Sono poi andato a Villa Moffa da Don Cremaschi e da quei cari figliuoli, (e là, un po’ dopo, giunsero da Imola i nostri Diaconi Silvio Parodi e Giuseppe Vigo, i quali vi stanno ora facendo gli Esercizi Spirituali per essere ordinati a S. Pietro Sacerdoti. Mi spiace che non potrò assistere alla loro Ordinazione, perché dovrò essere a Roma, dove, nella Festa di San Pietro si benedice ed inaugura, in fondo alla Via Appia Nuova, nella vasta nostra Parrocchia, un Padiglione Chiesa che ci venne donato dal Santo Padre. Quella Parrocchia avrà così una Succursale, tanto necessaria. È un nuovo campo di lavoro che si apre. Fa pregare la Madonna, Madre e Celeste Fondatrice della Piccola Opera della Divina Provvidenza, che ci mandi molte buone vocazioni, molti e santi Operai!

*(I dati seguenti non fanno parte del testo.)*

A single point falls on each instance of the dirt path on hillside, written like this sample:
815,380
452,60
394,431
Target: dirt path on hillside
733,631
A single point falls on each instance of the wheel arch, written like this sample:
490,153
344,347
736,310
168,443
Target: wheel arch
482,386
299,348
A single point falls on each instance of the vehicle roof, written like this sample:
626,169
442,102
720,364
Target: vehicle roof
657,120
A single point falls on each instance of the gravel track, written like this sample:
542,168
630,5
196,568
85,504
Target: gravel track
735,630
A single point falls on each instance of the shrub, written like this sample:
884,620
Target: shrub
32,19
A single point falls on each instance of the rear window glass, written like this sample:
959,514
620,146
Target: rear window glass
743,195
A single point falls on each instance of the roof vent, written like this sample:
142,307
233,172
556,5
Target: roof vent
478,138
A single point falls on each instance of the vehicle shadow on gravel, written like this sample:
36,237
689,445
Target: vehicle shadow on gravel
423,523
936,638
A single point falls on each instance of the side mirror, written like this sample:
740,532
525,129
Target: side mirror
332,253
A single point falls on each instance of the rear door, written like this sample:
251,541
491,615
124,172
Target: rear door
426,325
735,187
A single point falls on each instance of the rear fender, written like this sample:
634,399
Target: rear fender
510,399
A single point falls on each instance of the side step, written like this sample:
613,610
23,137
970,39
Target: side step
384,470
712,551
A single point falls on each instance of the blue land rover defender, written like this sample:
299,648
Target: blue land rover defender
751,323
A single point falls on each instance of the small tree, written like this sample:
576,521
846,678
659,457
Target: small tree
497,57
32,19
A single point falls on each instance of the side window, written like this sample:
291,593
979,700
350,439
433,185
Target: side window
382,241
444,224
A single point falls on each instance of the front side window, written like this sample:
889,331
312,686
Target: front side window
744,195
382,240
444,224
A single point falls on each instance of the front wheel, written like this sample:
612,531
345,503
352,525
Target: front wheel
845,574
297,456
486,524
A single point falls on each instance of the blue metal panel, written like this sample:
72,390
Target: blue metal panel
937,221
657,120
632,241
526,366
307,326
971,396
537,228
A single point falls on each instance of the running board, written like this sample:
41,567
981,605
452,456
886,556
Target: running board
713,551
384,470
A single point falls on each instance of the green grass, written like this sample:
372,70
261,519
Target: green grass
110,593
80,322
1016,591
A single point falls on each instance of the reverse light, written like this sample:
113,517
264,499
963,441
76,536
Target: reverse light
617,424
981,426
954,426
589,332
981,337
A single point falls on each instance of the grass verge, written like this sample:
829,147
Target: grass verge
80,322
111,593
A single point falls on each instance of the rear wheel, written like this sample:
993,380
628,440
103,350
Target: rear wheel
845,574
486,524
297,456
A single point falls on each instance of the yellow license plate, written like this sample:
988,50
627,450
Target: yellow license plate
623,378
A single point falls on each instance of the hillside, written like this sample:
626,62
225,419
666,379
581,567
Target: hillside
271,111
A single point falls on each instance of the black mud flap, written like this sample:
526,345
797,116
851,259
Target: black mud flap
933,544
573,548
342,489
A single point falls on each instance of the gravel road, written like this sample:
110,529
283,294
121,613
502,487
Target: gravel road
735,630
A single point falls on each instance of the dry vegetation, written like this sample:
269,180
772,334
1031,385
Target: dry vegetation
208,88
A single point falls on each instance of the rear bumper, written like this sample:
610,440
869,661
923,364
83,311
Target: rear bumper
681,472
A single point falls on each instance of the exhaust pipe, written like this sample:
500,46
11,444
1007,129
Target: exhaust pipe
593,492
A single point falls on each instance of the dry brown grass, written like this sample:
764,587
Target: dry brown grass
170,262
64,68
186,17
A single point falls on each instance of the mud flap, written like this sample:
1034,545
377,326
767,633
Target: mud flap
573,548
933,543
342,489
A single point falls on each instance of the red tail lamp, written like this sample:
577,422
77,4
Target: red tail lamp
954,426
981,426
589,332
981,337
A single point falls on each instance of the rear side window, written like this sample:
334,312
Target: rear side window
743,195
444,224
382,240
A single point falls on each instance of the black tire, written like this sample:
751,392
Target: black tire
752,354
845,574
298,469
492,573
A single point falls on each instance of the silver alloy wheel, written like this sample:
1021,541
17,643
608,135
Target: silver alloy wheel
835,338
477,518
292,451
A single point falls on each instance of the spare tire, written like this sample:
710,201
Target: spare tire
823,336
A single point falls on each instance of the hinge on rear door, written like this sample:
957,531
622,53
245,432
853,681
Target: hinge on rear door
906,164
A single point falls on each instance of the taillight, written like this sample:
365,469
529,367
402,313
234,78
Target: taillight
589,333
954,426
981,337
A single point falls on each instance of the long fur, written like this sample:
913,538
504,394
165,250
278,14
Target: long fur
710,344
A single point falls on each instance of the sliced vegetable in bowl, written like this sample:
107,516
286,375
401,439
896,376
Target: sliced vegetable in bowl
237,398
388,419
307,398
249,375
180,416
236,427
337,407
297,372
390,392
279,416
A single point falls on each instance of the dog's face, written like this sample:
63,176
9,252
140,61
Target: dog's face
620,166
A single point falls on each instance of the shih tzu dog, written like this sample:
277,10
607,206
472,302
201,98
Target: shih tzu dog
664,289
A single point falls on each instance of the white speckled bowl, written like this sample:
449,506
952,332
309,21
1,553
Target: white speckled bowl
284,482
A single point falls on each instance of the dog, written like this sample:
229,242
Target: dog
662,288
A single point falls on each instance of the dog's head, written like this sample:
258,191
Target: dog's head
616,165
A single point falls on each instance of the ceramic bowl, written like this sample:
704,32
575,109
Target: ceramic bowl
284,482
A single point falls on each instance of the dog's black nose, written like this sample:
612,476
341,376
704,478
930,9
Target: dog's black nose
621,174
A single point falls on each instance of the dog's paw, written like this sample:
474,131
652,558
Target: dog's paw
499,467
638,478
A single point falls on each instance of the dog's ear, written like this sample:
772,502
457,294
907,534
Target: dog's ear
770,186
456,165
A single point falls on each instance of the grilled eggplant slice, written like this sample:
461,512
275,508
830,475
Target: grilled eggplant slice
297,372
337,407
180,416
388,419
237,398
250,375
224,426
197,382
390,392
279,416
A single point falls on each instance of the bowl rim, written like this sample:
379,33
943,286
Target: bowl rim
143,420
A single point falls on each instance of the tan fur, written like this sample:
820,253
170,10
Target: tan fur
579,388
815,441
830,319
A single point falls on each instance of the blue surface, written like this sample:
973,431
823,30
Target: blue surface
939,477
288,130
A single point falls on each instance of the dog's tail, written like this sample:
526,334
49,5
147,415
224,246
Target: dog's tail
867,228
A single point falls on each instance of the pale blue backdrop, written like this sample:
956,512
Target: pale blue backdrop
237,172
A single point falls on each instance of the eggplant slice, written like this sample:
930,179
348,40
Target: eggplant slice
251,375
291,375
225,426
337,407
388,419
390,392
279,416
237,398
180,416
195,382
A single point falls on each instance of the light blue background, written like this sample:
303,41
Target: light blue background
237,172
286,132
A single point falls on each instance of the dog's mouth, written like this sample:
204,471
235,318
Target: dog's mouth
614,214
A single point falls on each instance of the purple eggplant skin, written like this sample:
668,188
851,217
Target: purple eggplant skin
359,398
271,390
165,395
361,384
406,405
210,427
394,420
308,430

Il Signore sia sempre con te, caro Don Pensa! Conforto e benedico a te e a tutti delle Case di Venezia e del Veneto: salutameli tutti in G. Cristo. Presto tengo a trovarvi. Pregate per me, che vi sono in Corde Jesu,

aff.mo

Sac. Luigi Orione

dei Figli della Div. Provv.za


P.S. Mando copie già fatte perché, pel tuo tramite, siano dirette alle Case del Veneto, e se ne dia lettura a tutti.